Just a good thing to realize on a Monday, I think.

Living

Look, I have miserable days too. That is the nature of life.

Yesterday, I woke up with a smiling baby in my face and foggy, misty mountains out my window (we all know this is my favorite thing), and somehow the morning still fell apart. That smiling baby sometimes screams. My perfectly darling toddler is sometimes not. Sometimes I get mad at my hair or I spill my coffee or Roscoe is on my last nerve. Just when you think you've potty-trained, you're cleaning poop up off the floor--right in front of the toilet.

There are even days with far greater troubles. I've worried about the future. I've stressed over finances. I've lost loved ones. I've questioned all the elements I assumed were holding me together as a person.

You know, this is our human experience. And those sorts of days can really get me down like anyone else. They seem to pop up in waves and it's like life is just unbearable for a minute. I'm a firm believer in wallowing if need be, so you do. You sulk and you pout and you yell at God or however else you like to burn off your anger. Then that's that and life moves on. It always does.

I think "life seems too perfect" is a really unfair accusation. We are all humans together and so let's just assume that we are all having bad days now and again. But we are all humans together and so we are all making choices about what will effect our attitudes, what will consume our attention, what we allow to reside in the corners of our minds. 

This is a lesson I've only learned through growing older. Before, I just assumed that if I was doing everything right, then everything would look and feel right--to me and to everyone else. So when I hit that life space where nothing was as I envisioned, my natural conclusion was that it was wrong. It made me sad. It made me overly analytical. It made me tired. (Self-inflicted depression takes a lot of energy.) And I felt the need to express this to the world because life was oh-so-dreadful and it was time to discuss what to do after we'd messed everything up (you know, at the ripe age of 23). 

Things aren't messed up. 

Mornings are new.

Do you know how to use new mornings? You make the choice to make it better. 

Guess what. Maybe it won't be. I willed yesterday morning to be better, and it was still stupid. 

So I chose to make today better. Stay tuned.

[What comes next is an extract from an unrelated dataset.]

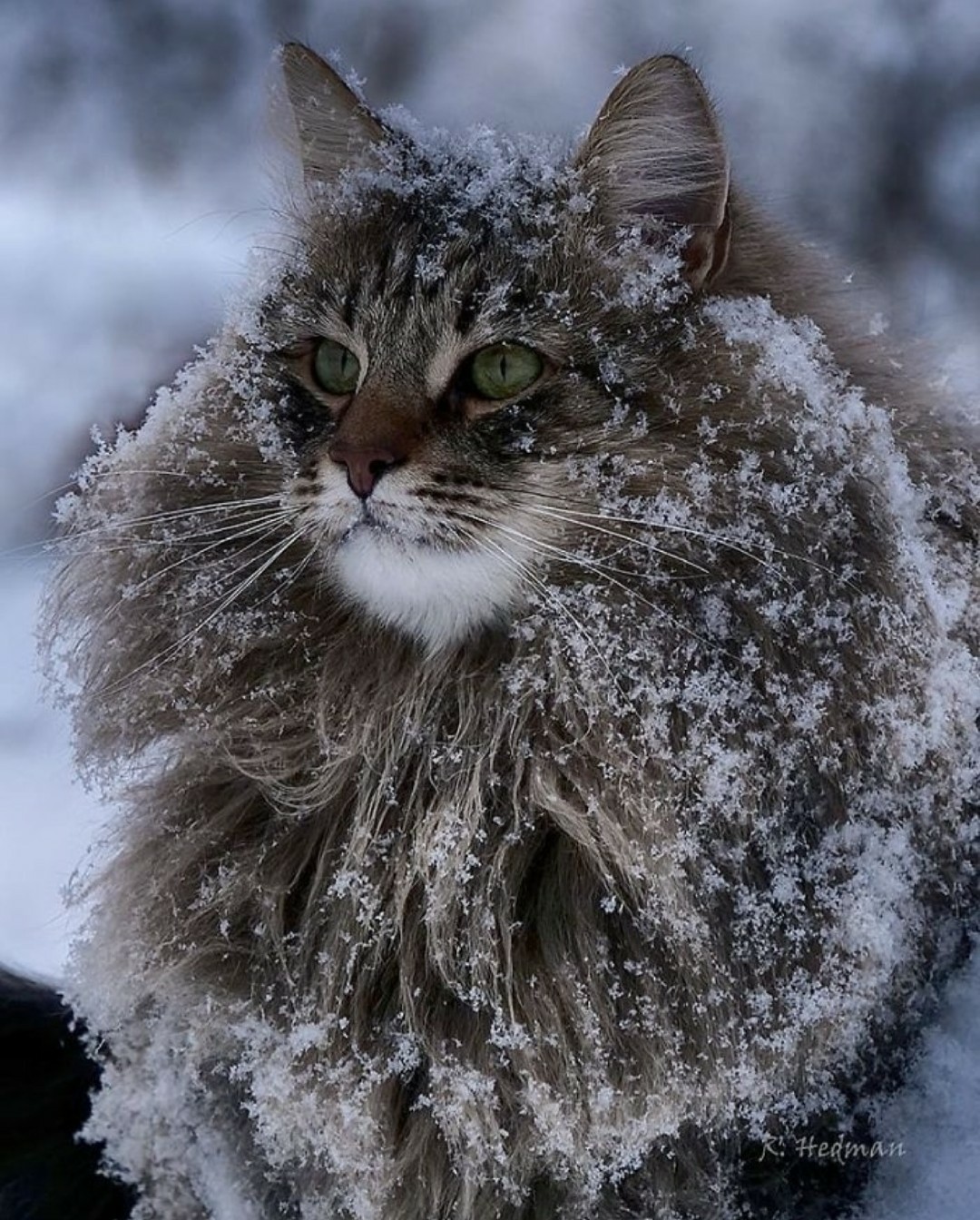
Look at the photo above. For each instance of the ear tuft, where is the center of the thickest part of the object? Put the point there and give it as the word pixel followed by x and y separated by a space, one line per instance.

And I've come to this place where these are the things I want to remember, so they are the things I want to share. When I look back on my life, like everyone else everywhere, I can just assume that there were hard periods, times where nothing seemed right. But I'd rather pay homage to what I did with those experiences by recording the beautiful and good pieces, by sharing the lessons learned, and by keeping those tough parts in perspective. They are only small pieces of the whole.

In an overly philosophical vein, I suppose it makes sense to compare life to an ocean. Because of course it's cliche, as many metaphors are, but our life experiences do ebb and flow. They are calm and they are stormy; they are deep and they are shallow; they are in and they are out; and sometimes they are full of life or quieter than any other place on earth. But when you step back and take it all in, it really is a breathtaking thing, isn't it? That's how I want to see my life when I'm in it, it's how I want to remember my life at the end, and it's how I hope I convey my life to others. 

Never perfect, never wrong, just living.